In an unsigned order, the high court rejected a request by the administration to pause a ruling by a federal judge in Texas last month that forced the administration to stop enforcing the arrest guidelines issued by Homeland Security Secretary Alejandro Mayorkas in September 2021.
Justices Sonia Sotomayor, Ketanji Brown Jackson, Elena Kagan and Amy Coney Barrett would have granted the Biden administration's request to suspend the lower court order. The court's majority, however, decided to hear the merits of the challenge over Mayorkas' memo, setting up oral arguments in the case, known as U.S. v. Texas, during its December session.
Mayorkas' memo directed Immigration and Customs Enforcement (ICE) agents to focus on apprehending and deporting migrants deemed to threaten national security or public safety, as well as migrants who crossed a U.S. border unlawfully after November 2020.
The rules effectively exempted immigrants who have been living in the U.S. without legal permission for years from ICE arrest and deportation, as long as they did not commit serious crimes.
The Biden administration has said the policy is a proper exercise of the government's broad powers to decide which cases to prioritize, arguing the rules allow ICE to use its limited enforcement resources to arrest immigrants who pose the gravest threats to national security, public safety and border security.
But Republicans lawmakers have called the rules too restrictive, saying they fail to deter illegal immigration. In lawsuits, Republican-controlled states have also argued the guidelines violate laws that govern the detention of certain unauthorized immigrants, such as those with final deportation orders.
In March, Republican officials in Arizona, Ohio and Montana convinced a federal judge to partially block Mayorkas' memo, but that ruling was later overturned by the Cincinnati-based 6th Circuit Court of Appeals.
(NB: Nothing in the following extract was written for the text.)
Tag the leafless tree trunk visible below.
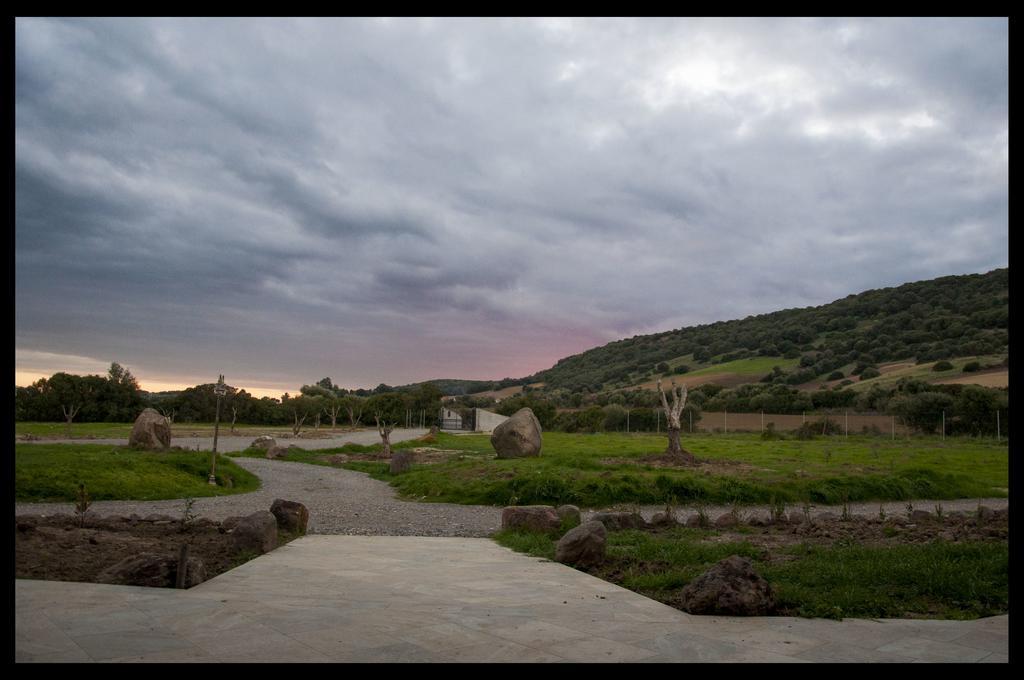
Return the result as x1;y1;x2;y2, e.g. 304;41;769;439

Last month, however, U.S. District Court Judge Drew Tipton declared Mayorkas' guidelines unlawful and set them aside, granting a request by Texas and Louisiana. The administration asked the New Orleans-based 5th Circuit Court of Appeals to pause the ruling, but the appellate court denied the request.
In its request to the Supreme Court earlier this month, the Justice Department said Tipton's order contradicted the 6th Circuit Court of Appeals' ruling. It also said Tipton's ruling was part of a broader trend of lawsuits that "enmesh the Judiciary in policy disputes between States and the federal government that should be — and, until recently, were — resolved through the democratic process."
Since January 2021, Republican-controlled states have filed more than a dozen lawsuits targeting President Biden's immigration and border policies.
Those lawsuits have led federal judges, many of them appointed by former President Donald Trump, to block the Biden administration's proposed 100-day deportation moratorium, halt earlier limits on ICE arrests and force U.S. border officials to continue expelling migrants under a public health authority.